Akros · Accuracy · Methodology
How Akros will score measured food-photo runs.
The full version of what /accuracy summarises. No Akros food-photo MAE is public until measured image rows and Akros estimates are attached. Methodology revisions are versioned at the bottom of this page.
1. Fixtures
The launch benchmark accepts source-tracked meal fixtures only:
•Measured meal photos captured by the team or licensed contributors, with gram weights, kcal, protein, carbs, fat, image source, licence, and rights notes.
•Public-domain USDA/FNDDS ground-truth rows where ingredient weights and nutrition are auditable. These rows are not photo-accuracy evidence until benchmark images and Akros estimates are attached.
We do not include the user's own logs in this benchmark. A user-generated training-set leak is the most common way published-accuracy numbers get gamed; ours stays separate from production traffic.
2. Scoring
Primary metrics: pass rate plus p50 and p95 absolute kcal error against labelled truth, reported in percent. For multi-component meals, ground truth is composed from the ingredient weights before the estimate is scored.
Secondary metrics: protein, carbs, and fat absolute error in grams, p50/p95 latency, row-level failures, and image-provenance audit results. We publish kcal and latency first because they are the numbers a user can interpret without a statistics lesson.
We use percentile latency, not mean latency. A single 30-second outlier should still be visible in p95, but it should not make the typical meal look slower than it is.
3. Exclusions
A meal is excluded from the run only for one of three reasons, each logged in the run's notes field:
•The image fails our pre-flight validation (corruption, EXIF strip, <512px).
•The labelled truth lists ingredients not present in USDA / AUSNUT (~0.4%).
•The pipeline returns an HTTP 5xx after the configured 3-attempt retry. We do not silently drop these — the failure rate is reported as a separate number alongside MAE.
We do not exclude meals because Akros performed poorly on them. The temptation is real; the rule above is the discipline.
4. Competitor comparisons
We compare Akros only to vendors that publish per-meal accuracy data. If a vendor only publishes a single MAE figure without dataset disclosure, we cite that figure (with a source link on the headline page) and do not run a head-to-head.

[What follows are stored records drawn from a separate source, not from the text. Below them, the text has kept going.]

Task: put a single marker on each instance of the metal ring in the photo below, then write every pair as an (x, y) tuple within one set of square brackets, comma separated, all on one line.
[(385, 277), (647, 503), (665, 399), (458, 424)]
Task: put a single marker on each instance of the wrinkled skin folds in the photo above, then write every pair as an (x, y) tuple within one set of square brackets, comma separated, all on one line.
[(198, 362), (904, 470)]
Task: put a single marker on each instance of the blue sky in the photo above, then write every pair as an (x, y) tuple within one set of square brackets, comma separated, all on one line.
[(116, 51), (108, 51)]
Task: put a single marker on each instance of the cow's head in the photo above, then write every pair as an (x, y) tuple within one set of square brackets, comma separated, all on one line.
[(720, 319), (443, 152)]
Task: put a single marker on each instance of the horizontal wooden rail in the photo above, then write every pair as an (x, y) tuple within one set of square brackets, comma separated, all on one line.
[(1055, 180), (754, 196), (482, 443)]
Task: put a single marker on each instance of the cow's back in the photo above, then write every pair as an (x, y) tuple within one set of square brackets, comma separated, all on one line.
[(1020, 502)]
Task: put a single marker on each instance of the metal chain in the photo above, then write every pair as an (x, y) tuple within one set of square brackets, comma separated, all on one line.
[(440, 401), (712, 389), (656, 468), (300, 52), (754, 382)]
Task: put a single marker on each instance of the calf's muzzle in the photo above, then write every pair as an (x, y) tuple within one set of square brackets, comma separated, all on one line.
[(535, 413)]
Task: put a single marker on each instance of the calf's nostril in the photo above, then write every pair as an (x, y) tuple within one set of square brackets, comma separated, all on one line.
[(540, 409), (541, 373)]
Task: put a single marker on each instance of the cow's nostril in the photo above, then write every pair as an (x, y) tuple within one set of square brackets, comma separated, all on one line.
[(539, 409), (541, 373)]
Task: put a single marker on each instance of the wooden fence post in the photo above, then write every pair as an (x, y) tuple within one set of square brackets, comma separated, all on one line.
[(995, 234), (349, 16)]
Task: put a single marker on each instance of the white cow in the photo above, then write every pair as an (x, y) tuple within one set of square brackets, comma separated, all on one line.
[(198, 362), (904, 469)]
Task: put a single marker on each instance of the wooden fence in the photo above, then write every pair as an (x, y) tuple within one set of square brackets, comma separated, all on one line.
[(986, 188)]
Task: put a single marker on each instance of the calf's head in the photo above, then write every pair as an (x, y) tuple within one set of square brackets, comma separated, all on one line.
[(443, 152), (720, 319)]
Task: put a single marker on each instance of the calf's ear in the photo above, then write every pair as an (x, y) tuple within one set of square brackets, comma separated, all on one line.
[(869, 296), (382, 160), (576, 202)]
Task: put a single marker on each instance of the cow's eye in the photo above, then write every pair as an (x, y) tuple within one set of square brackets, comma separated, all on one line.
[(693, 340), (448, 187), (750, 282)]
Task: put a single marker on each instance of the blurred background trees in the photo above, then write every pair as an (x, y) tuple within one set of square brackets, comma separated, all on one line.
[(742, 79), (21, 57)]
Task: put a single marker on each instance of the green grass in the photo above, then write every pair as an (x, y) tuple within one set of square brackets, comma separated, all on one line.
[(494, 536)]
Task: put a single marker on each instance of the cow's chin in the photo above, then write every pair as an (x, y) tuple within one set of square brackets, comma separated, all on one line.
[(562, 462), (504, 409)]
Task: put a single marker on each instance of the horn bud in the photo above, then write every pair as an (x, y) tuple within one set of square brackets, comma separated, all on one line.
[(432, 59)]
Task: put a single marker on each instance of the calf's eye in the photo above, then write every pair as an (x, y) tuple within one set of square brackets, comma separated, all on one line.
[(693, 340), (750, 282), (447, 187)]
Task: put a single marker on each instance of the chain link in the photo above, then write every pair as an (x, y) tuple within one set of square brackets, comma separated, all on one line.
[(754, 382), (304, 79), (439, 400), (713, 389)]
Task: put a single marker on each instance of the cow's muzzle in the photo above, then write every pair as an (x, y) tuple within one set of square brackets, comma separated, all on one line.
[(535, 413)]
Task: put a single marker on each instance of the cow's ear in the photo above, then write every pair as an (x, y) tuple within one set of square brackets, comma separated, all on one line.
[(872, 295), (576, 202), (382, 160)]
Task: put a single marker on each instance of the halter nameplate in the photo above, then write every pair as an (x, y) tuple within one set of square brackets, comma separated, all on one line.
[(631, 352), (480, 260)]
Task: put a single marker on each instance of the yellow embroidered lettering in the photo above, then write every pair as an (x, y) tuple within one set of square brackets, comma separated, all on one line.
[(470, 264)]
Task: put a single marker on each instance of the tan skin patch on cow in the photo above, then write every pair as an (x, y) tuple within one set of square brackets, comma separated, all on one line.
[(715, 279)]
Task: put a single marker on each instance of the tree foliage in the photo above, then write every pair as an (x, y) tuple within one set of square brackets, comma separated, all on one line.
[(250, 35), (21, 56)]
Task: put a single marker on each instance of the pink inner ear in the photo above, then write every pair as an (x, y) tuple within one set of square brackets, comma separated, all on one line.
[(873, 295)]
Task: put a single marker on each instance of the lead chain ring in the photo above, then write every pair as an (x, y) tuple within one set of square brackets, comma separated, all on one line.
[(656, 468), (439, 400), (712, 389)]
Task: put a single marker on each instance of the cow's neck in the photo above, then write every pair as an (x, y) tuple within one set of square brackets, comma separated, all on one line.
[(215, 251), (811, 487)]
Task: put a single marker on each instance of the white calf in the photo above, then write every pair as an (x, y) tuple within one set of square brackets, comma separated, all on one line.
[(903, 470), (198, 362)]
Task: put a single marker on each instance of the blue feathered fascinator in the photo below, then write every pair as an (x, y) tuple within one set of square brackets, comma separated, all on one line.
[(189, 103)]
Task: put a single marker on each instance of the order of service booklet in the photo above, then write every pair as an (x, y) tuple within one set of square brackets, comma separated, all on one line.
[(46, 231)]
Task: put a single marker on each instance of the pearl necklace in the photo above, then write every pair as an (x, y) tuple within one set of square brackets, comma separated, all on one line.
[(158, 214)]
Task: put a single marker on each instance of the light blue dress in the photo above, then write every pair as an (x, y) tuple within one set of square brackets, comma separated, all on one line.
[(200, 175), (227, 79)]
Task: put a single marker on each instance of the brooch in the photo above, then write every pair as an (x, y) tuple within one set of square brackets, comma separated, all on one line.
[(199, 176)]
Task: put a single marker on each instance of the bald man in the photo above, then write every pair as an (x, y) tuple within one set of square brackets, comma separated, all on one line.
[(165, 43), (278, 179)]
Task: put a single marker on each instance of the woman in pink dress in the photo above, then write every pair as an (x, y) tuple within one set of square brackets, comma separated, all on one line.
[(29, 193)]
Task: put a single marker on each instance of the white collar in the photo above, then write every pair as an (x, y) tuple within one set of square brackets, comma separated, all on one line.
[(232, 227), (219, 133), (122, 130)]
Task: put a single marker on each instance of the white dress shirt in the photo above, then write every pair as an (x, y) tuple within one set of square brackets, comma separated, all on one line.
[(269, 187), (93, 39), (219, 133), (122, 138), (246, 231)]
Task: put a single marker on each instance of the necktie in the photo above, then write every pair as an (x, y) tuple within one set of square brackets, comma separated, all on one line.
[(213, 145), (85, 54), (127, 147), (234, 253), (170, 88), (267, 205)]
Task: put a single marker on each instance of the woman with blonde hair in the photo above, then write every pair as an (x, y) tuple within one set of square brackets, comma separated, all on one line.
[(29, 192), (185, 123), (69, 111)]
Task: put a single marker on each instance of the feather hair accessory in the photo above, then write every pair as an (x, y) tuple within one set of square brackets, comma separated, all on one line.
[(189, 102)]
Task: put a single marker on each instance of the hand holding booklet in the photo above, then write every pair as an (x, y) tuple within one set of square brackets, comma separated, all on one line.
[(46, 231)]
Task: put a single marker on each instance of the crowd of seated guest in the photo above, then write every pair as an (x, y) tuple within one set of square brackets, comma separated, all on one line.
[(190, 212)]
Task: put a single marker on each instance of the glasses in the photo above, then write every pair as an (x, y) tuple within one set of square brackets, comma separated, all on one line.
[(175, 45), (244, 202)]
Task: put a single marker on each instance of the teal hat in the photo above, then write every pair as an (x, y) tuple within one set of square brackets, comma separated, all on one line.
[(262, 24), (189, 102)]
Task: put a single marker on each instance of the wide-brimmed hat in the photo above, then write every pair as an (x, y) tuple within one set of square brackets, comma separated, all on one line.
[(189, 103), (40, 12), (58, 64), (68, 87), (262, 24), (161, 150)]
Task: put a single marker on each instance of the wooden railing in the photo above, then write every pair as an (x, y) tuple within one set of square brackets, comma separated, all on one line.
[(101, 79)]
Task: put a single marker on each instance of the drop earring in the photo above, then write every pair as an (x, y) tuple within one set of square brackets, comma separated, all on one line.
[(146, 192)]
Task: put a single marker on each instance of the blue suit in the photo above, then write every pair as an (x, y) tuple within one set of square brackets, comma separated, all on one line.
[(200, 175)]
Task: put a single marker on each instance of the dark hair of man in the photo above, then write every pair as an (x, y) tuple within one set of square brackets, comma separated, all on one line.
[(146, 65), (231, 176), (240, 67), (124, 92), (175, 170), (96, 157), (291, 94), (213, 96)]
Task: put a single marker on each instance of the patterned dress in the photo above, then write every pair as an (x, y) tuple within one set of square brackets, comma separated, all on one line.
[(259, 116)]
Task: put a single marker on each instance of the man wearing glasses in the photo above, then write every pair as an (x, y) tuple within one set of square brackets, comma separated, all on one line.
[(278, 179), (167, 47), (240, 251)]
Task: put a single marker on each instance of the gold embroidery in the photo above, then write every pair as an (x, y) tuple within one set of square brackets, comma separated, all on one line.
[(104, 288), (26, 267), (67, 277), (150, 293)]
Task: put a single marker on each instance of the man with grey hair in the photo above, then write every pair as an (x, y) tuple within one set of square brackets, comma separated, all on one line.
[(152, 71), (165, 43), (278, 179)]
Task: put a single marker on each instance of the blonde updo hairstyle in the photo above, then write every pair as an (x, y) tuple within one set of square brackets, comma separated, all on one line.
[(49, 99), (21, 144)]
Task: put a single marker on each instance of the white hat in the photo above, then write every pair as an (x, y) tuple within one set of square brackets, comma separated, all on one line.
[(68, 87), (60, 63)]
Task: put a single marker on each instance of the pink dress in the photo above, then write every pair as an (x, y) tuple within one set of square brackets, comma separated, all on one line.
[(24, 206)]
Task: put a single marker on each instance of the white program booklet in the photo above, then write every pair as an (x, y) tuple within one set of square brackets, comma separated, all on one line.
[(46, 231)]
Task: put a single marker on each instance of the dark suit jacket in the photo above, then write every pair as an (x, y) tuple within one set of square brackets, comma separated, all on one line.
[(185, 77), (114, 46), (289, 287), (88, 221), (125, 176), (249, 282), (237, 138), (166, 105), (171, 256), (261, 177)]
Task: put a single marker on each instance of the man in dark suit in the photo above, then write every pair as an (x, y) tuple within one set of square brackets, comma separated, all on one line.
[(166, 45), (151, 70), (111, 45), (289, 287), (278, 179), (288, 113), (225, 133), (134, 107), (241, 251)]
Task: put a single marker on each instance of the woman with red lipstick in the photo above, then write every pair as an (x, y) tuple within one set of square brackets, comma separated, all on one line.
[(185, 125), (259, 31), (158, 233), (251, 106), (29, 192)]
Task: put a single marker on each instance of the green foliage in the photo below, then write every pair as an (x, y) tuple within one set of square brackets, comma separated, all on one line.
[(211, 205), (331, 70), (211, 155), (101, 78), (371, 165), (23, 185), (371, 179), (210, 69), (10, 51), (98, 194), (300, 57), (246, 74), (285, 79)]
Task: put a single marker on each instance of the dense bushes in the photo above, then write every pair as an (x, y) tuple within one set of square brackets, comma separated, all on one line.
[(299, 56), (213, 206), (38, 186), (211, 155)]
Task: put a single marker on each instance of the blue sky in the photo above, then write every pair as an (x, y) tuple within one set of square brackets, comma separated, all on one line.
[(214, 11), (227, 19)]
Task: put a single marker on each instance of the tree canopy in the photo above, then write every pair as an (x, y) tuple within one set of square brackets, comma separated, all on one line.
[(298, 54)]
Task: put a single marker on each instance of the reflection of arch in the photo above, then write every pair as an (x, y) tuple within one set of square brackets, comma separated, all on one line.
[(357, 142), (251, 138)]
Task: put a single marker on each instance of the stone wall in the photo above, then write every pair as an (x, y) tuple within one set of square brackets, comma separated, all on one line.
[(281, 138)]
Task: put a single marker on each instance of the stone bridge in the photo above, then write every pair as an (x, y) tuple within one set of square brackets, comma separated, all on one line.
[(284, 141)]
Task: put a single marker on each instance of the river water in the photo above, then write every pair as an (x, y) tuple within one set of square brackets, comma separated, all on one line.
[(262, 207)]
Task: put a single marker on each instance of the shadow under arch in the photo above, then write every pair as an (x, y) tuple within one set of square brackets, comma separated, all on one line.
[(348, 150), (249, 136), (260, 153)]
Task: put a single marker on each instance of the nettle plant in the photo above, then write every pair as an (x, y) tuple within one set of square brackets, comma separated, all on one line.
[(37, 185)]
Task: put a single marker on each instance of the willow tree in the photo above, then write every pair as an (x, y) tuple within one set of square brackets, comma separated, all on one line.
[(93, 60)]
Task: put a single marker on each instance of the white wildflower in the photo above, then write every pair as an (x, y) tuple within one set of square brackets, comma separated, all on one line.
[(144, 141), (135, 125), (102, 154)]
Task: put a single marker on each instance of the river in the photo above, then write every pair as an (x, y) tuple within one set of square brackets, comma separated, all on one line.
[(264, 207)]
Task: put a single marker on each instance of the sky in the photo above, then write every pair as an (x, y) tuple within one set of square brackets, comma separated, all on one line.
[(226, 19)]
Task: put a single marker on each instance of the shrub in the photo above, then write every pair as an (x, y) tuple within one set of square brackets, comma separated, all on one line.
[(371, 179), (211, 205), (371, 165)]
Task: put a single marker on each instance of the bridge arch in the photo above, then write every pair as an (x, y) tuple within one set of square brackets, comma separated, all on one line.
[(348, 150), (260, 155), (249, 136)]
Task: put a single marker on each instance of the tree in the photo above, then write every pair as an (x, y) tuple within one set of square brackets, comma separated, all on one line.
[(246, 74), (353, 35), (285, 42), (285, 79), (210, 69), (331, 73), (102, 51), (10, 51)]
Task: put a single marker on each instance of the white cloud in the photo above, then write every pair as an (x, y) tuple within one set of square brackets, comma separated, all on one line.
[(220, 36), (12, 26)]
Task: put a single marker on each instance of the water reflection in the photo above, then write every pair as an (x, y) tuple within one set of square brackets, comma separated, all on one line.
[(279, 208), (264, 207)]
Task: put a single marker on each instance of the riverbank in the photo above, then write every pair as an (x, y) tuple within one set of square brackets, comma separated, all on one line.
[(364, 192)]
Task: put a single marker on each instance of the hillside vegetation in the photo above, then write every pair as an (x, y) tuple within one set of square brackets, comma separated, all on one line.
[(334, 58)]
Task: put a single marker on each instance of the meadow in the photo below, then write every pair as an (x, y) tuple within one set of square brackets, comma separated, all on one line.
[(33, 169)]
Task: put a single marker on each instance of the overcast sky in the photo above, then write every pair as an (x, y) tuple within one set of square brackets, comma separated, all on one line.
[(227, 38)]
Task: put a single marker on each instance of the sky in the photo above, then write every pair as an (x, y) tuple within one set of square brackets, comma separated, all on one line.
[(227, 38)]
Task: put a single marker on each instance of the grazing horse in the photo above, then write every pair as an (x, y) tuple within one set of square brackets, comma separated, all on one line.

The Cal AI 20-50% MAE range is from an independent journalist test (linked on the headline page). We do not have a per-meal Cal AI distribution to score against ours, and we will not fabricate one.
When a comparable vendor publishes per-meal accuracy data, we will add them to the weekly run with their dataset and our matched filter. Until then, we cite ranges.
5. Confidence intervals
The first public run will not claim statistical confidence beyond the fixture size. The launch gate is operational: at least 25 measured, source-tracked image rows, p50 kcal error at or below 15%, p95 kcal error at or below 30%, and p95 latency at or below 15 seconds.
Once the benchmark has enough rows for tighter confidence intervals, we will add those intervals to the methodology and avoid calling noise an improvement.
6. What this page is not
Not a peer-reviewed publication. Not a regulated medical-device validation. Not a claim that Akros's calorie estimate is suitable for clinical decision-making. The point of the public benchmark is to expose changes in our own pipeline to the people using it — not to support a clinical assertion.
If you need clinical-grade nutrition tracking, you should be weighing your food and using a registered dietitian. We say this on every paid screen and we say it here too.
7. Revisions
v1 · 14 May 2026 · initial publication.
Akros is a personal wellness app. It is not a medical device, does not provide medical advice, and is not a substitute for consultation with a licensed clinician.